The "Hitler's Children" mentioned in the Disney film's title is an allusion to RKO's 1943 live action adaptation of the book, enlivened by its producer Ed Golden with what he thought would be a more marketable title. His financial gamble ("who wants to see a film with 'Hitler' in the title?", ran the conventional wisdom of the day) paid off handsomely: filmed on a shoestring budget of $175,000, the film went on to gross millions. By October 1943 the film's success made news, and Time Magazine estimated its return as between $2 and $3 million dollars, making it a bigger box office hit than any previous RKO release, including King Kong. In his autobiography the film's director Edward Dimitrik later estimated that by the end of the war the total gross for Hitler's Children was closer to $7 million! (At .30 cents a ticket, in those days, even the lower estimates make for a lot of customers...)
We examine this other cinematic adaptation of Gregor Ziemer's Education For Death in what may seem an indirect way, as the subject of this week's Radio Memories, our occasional Sunday foray into the bygone art form of Radio Drama.
Before the arrival of television, radio offered its listeners a wide variety of dramatic programming, plays performed not for the eye, as with tv, but for the ear, or more specifically: a theater for the mind.

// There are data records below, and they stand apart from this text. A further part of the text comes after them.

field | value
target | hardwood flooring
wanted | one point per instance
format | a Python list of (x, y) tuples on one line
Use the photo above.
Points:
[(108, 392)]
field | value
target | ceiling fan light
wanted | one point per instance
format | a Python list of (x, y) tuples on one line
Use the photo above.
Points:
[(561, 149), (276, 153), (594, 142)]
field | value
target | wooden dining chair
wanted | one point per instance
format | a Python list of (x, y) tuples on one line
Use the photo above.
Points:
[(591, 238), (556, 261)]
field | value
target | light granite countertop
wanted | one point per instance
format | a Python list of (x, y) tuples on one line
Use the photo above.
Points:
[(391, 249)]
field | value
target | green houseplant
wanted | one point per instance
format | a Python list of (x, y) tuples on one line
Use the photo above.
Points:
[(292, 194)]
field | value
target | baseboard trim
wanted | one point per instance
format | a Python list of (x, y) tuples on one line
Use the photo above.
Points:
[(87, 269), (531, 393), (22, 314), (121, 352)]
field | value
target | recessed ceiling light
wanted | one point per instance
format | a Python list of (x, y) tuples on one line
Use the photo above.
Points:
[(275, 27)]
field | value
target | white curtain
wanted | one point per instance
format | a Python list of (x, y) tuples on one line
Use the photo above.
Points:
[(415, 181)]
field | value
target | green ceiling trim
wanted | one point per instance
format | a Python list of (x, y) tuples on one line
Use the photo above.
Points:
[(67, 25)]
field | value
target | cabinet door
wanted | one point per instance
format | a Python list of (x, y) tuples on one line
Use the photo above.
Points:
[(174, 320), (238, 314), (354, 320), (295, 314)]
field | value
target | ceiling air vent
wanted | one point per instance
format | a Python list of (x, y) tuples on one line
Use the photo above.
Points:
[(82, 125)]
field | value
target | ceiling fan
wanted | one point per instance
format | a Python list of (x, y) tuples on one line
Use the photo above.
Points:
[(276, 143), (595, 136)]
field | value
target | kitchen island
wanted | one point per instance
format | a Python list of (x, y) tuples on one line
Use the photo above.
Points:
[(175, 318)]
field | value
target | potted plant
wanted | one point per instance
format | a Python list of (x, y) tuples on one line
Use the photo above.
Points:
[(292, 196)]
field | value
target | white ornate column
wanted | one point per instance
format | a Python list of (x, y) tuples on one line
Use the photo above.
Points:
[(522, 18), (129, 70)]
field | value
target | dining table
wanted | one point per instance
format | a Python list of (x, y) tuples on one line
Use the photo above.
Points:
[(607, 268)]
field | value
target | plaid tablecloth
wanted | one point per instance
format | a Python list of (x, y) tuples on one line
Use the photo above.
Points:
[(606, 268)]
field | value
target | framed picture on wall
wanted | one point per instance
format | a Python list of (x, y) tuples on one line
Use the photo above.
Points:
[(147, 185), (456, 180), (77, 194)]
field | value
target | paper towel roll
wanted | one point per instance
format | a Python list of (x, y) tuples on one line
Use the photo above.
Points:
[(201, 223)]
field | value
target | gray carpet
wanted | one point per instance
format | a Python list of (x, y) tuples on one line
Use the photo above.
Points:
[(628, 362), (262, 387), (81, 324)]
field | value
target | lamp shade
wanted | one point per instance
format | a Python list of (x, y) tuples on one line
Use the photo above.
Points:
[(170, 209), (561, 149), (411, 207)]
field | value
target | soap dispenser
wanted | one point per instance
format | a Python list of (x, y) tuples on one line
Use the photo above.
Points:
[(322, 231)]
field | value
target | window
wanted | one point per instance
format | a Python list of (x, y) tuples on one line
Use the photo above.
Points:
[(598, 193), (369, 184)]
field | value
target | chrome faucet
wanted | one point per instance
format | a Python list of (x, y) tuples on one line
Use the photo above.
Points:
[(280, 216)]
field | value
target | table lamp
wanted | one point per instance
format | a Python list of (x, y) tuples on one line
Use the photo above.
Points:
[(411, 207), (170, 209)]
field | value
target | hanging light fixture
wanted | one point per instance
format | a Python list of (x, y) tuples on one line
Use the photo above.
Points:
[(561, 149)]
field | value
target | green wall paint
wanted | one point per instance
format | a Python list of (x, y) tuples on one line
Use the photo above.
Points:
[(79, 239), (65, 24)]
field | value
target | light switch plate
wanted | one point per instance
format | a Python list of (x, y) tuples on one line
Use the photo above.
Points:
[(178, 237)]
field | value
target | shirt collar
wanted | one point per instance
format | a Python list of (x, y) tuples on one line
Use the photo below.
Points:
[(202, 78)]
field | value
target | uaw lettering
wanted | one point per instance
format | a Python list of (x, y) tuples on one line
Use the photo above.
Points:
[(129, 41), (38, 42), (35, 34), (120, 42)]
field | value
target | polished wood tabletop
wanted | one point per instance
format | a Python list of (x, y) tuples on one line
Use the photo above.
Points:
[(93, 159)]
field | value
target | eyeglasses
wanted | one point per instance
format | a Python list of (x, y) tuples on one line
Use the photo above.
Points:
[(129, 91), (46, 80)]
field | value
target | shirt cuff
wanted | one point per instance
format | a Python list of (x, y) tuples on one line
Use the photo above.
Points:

One of the highest-rated, and longest-lasting dramatic radio programs was The Lux Radio Theater, spanning two decades from 1934 up to 1955. Their gimmick was adapting popular movies into radio plays, either "old" classics or fresh releases then making the rounds of regional theatrical markets. (Films were rolled out area by area in those economically-strapped days, rather than every screen all at once, as has been the modern practice for some time.)
Tonight's Radio Memories offering features the Lux Radio Theater adaptation of RKO's live action version of Hitler's Children, broadcast from a Hollywood at war, on May 24, 1943.
The battlefields change, but the battles go on, as whole generations today are still taught to hate, challenging us in our time to find the same resolve demanded by Gregor Ziemer in 1941:
"Young Germany is awake and ready to die. Let young America and its parents, its instructors, and advisers be awake and ready to live."